Marlon Brando, 1973 Oscars
The most memorable (and controversial) speeches haven’t always been given by the winners. At the 1973 Academy Awards, Marlon Brando won Best Actor for his role in The Godfather, but Sacheen Littlefeather, president of the National Native American Affirmative Image Committee, refused the award in his place, citing “treatment of American Indians today by the film industry...and on television in movie reruns, and also with recent happenings at Wounded Knee." Many in the audience booed, and the incident caused the Academy to ban winners from using representatives to accept (or refuse) their awards.
Yoko Ono, 1982 Grammys
Just a year after John Lennon’s murder in New York City, a weepy Yoko Ono and their son, Sean Lennon, received a standing ovation while accepting the Album of the Year award for ''Double Fantasy,'' the album Ono made with her late husband.

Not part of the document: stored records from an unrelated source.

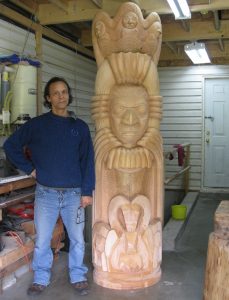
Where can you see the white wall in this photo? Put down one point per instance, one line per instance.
(183, 103)
(181, 89)
(78, 70)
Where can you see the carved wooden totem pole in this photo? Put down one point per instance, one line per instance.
(128, 205)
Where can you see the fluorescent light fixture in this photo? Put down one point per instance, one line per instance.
(197, 53)
(180, 9)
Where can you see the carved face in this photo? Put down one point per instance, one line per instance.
(129, 113)
(130, 20)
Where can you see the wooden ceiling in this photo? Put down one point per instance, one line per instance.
(71, 21)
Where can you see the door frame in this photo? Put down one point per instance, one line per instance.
(202, 187)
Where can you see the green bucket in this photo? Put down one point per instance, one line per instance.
(179, 212)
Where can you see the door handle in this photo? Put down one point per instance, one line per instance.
(209, 117)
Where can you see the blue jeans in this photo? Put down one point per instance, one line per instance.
(49, 204)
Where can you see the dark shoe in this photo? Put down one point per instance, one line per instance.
(35, 289)
(82, 287)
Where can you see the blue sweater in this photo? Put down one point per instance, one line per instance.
(61, 152)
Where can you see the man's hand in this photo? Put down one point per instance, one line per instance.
(85, 201)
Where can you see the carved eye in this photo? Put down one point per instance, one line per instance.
(141, 109)
(130, 20)
(99, 29)
(118, 109)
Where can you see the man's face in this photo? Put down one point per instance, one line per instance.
(129, 110)
(58, 95)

Cuba Gooding Jr., Oscars 1997
For years, Cuba Gooding Jr. was known for an animated performance as an up-and-coming pro athlete managed by a scrappy agent played by Tom Cruise in Jerry Maguire. Gooding Jr. couldn’t hold back his excitement when he accepted his award for Best Supporting Actor, either, drowning out the playoff stage music with a boisterous round of “thank you’s,” “I love you’s,” jumps, fist pumps, and tears.
Halle Berry, 2002 Oscars
In 2002, Halle Berry became the first (and still only) African American woman to win an Academy Award for Best Actress. In her emotional speech, she described the significance of the moment and the importance of representation to pave the way for a generation of African American actors to come.
Adrien Brody, “The Kiss,” 2003 Oscars
In the early 2000s, 29-year-old Adrien Brody was an up-and-coming holiday star and unconventional heartthrob. His role in Roman Polanski's The Pianist earned him widespread critical acclaim and the award for Best Actor at the 2003 Oscars, making him the youngest actor to win in that category. After delivering a rousing speech, Brody celebrated his Best Actor award by planting a huge, impromptu kiss on presenter and previous-year's winner Halle Berry— a move that likely wouldn’t fly in the post #metoo movement.

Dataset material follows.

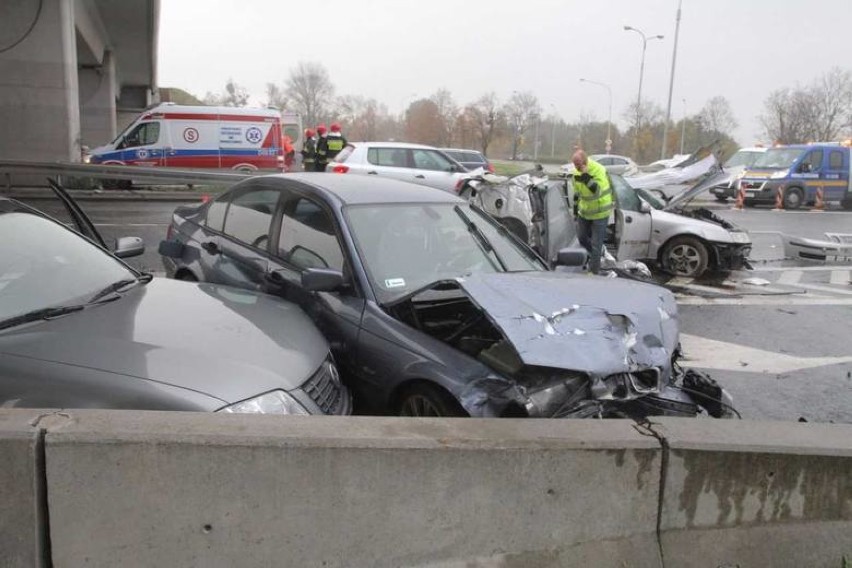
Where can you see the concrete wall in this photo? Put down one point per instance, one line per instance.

Al Gore, 2007 Golden Globes
Today’s news cycle is hyper-focused on the impending threat of climate change. But in 2007, Al Gore was one of the first to bring attention to the issue with his documentary, An Inconvenient Truth. While accepting the award for Best Documentary film, Gore omnisciently warned the audience that the threat of climate change is "not a political issue, it's a moral issue. We have everything we need to get started, with the possible exception of the will to act," he said. "That's a renewable resource. Let's renew it."

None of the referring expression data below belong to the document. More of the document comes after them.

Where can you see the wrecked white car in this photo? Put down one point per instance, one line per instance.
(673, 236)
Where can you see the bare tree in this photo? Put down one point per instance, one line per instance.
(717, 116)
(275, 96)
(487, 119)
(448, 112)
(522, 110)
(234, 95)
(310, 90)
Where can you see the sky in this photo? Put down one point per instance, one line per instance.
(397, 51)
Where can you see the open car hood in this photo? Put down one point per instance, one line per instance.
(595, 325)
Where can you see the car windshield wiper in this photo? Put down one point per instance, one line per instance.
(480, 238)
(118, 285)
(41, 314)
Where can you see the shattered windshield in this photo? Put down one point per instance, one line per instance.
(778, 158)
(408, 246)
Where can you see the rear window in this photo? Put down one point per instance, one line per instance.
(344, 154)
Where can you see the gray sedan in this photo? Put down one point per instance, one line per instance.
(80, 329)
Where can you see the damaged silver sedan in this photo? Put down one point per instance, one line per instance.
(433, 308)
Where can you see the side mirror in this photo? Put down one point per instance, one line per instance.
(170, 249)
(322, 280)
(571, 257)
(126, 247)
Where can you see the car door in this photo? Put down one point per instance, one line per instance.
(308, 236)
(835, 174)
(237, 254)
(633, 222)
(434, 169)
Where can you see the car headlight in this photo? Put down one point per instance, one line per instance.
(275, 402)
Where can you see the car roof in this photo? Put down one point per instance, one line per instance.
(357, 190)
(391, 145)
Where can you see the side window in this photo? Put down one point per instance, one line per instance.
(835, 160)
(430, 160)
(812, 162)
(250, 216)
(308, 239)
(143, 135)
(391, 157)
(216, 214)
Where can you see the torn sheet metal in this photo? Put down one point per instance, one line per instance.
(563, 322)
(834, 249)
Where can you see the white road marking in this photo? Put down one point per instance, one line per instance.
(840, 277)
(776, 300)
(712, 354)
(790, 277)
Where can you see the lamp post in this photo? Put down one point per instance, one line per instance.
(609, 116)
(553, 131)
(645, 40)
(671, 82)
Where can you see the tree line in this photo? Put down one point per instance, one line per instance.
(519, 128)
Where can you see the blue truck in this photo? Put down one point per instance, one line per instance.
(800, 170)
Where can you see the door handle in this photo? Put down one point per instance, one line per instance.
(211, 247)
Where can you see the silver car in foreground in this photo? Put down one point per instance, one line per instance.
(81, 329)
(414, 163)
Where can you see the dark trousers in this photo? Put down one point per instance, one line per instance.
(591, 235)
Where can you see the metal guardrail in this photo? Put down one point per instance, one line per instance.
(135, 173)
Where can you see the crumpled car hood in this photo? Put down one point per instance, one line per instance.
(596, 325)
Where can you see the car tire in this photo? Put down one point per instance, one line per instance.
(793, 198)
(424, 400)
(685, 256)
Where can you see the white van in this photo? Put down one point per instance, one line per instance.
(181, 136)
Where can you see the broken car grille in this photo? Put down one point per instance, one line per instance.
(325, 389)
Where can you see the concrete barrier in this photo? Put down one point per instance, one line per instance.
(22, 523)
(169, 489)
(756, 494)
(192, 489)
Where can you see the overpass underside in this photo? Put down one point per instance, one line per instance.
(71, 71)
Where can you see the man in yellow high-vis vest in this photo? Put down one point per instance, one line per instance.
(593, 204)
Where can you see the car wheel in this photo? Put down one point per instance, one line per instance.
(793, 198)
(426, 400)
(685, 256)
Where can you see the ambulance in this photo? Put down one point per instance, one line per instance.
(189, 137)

2017 Best Picture Winner Blunder
Not exactly a speech, but the now infamous Best Picture gaffe of 2017 made for some of the most memorable moments in Oscars history. Presenters Warren Beatty and Faye Dunaway were given the wrong envelope for Best Picture, mistakenly calling out La La Land as the winner. After a few preliminary thank-yous and awkward moments, producers of La La Land were stopped mid acceptance speech to be informed that Moonlight was the correct winner. Shock and chaos ensued, but after a course correction and graceful concession, the rightful winner took the stage.
Drake, 2019 Grammys
The Grammys have long been criticized for ignoring rap for major category awards. In 2019, many nominated rap artists, including Kendrick Lamar and Childish Gambino boycotted the ceremony, along with Jay-Z and Kanye West. Drake was there to accept his Best Song award for “God’s Plan,” and took the opportunity to throw subliminal shade on the Recording Academy for their selection process and to make sure up-and-coming artists know a Grammy isn’t the ultimate measure of success.
Joaquin Phoenix, 2020
From late-night to Oscar night, Joaquin Phoenix is known for his memorable TV appearances — and he didn’t disappoint at the 2020 Oscars. Building on his powerful acceptance speech at the homogeneous BAFTA awards, Phoenix railed against cancel culture, cow insemination, and intolerance in his passionate yet meandering acceptance speech after winning Best Actor for his role in Joker.